Le 4 mars 2016, quatre religieuses de la congrégation des Missionnaires de la Charité ont été assassinées : 

  • Sœur Anselm, d’origine indienne, née le 8 mai 1956
  • Sœur Margarita, d’origine rwandaise, née le 29 avril 1971
  • Sœur Judith, d’origine kenyane, née le 2 février 1975
  • Sœur Reginette, d’origine rwandaise, née le 23 juin 1983.

Les terroristes ont profité du temps réservé à la prière musulmane et des rues désertiques, pour mener leur attaque meurtrière et s’échapper. Ils ont fait irruption dans le couvent d’Aden, où les sœurs dirigent une maison pour personnes âgées et infirmes (environ 80 personnes à charge). 12 autres personnes ont trouvé la mort, parmi lesquelles figuraient leur chauffeur ainsi que des laïcs travaillant à la maison. 

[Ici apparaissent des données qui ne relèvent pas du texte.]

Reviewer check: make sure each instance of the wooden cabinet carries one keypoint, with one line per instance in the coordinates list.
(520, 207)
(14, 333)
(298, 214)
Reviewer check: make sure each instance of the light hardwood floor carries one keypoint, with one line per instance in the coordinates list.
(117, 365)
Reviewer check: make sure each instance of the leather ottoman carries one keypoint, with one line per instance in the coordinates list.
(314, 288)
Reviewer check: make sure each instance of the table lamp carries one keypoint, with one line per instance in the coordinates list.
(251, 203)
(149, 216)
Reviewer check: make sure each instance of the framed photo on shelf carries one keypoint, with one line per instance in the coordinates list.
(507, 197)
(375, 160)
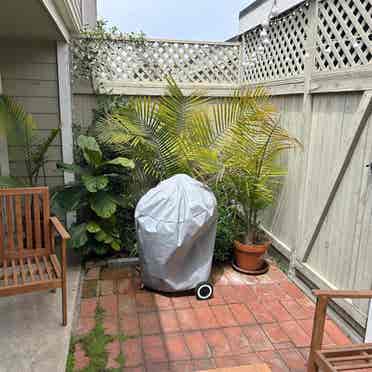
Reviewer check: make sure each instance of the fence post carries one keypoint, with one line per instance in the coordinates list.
(307, 107)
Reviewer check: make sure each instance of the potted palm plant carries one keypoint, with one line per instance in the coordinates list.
(254, 169)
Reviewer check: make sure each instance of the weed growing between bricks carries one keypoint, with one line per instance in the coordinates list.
(94, 345)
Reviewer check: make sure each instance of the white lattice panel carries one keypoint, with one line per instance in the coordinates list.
(344, 34)
(284, 53)
(187, 62)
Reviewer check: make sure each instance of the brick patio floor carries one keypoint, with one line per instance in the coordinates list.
(249, 320)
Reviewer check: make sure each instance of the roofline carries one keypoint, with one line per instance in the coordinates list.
(251, 7)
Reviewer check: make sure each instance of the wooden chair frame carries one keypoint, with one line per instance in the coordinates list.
(346, 358)
(28, 261)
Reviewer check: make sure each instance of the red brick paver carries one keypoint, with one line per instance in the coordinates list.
(250, 320)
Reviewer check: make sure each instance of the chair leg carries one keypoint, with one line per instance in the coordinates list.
(64, 302)
(311, 366)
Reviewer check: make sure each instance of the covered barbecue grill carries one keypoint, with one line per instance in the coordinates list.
(176, 228)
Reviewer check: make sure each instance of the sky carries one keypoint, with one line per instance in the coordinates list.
(175, 19)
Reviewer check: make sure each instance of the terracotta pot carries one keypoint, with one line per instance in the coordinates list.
(249, 257)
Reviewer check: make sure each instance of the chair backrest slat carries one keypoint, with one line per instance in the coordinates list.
(24, 222)
(2, 235)
(19, 223)
(37, 227)
(9, 221)
(46, 211)
(28, 218)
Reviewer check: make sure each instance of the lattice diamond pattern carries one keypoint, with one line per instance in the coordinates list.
(283, 56)
(187, 62)
(344, 34)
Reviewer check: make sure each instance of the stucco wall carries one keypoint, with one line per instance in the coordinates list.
(29, 74)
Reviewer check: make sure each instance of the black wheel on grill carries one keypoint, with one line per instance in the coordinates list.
(204, 291)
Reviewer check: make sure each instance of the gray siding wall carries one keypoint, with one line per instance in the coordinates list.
(29, 74)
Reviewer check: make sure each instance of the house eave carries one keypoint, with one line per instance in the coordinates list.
(65, 16)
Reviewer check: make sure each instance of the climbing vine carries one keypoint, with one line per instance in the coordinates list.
(91, 47)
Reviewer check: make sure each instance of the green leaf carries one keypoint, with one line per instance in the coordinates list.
(70, 198)
(95, 183)
(101, 236)
(7, 181)
(79, 235)
(102, 204)
(123, 162)
(73, 168)
(91, 150)
(115, 245)
(93, 227)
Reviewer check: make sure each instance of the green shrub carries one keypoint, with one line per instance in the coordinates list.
(96, 196)
(228, 225)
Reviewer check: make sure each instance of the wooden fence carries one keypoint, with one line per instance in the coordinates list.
(318, 67)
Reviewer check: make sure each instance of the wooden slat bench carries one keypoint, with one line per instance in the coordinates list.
(345, 358)
(28, 261)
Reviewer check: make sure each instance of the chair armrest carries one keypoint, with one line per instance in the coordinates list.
(342, 294)
(59, 228)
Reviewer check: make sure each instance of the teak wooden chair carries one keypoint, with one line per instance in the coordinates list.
(28, 261)
(345, 358)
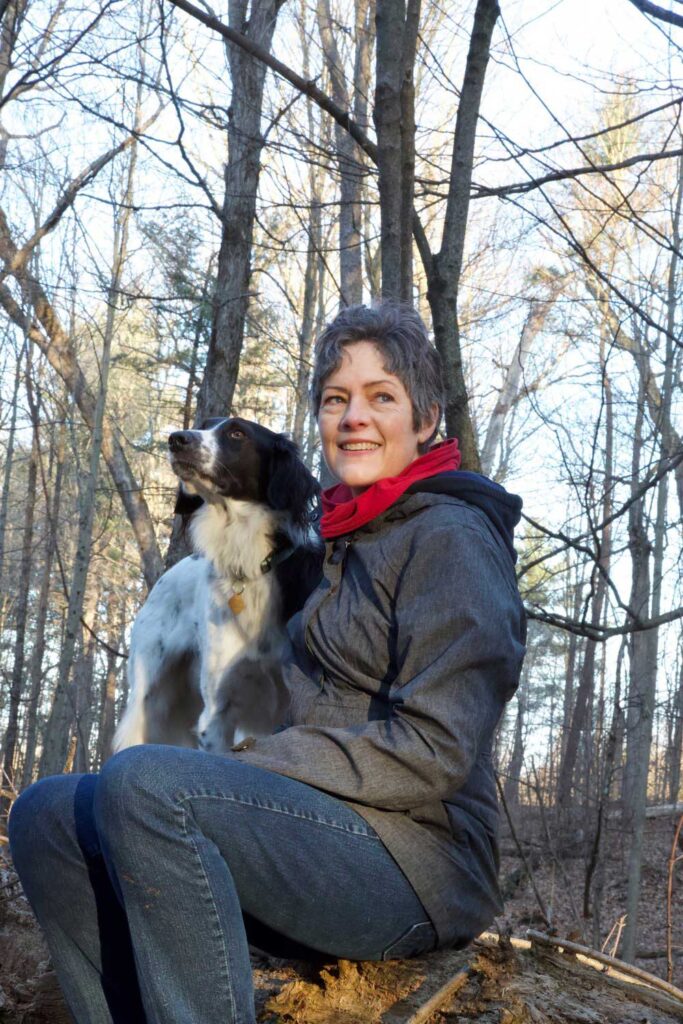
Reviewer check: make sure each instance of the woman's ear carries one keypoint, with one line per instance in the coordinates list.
(428, 428)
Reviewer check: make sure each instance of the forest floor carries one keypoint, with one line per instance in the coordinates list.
(495, 983)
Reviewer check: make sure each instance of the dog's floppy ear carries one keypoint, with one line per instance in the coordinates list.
(291, 485)
(186, 504)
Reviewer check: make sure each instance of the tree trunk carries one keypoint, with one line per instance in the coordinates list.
(582, 711)
(239, 210)
(513, 383)
(6, 482)
(36, 666)
(83, 680)
(511, 784)
(24, 588)
(349, 156)
(116, 635)
(644, 645)
(56, 345)
(63, 708)
(676, 749)
(443, 269)
(396, 25)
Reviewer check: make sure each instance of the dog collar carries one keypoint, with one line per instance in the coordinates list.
(237, 602)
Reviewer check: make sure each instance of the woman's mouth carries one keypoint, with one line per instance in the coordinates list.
(359, 446)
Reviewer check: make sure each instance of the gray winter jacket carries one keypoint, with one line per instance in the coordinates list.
(402, 660)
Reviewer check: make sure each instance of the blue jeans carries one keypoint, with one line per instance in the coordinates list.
(150, 879)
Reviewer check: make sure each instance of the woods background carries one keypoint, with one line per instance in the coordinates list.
(188, 195)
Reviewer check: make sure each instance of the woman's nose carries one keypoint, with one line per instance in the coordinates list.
(356, 413)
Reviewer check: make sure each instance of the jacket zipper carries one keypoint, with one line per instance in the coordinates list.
(331, 591)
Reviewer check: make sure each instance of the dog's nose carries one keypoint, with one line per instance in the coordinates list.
(179, 439)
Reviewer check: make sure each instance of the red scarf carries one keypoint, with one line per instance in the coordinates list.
(343, 513)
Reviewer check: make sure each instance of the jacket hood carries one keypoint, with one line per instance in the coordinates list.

Le père Tom Uzhunnalil, prêtre salésien, a également été enlevé au cours de l’attaque : il n’a été libéré que bien plus tard, le 12 septembre 2017, grâce à la médiation du sultan Omán et de l’Église catholique. La Supérieure du couvent a réussi à s’en sortir indemne, tout comme la plupart des personnes âgées et infirmes.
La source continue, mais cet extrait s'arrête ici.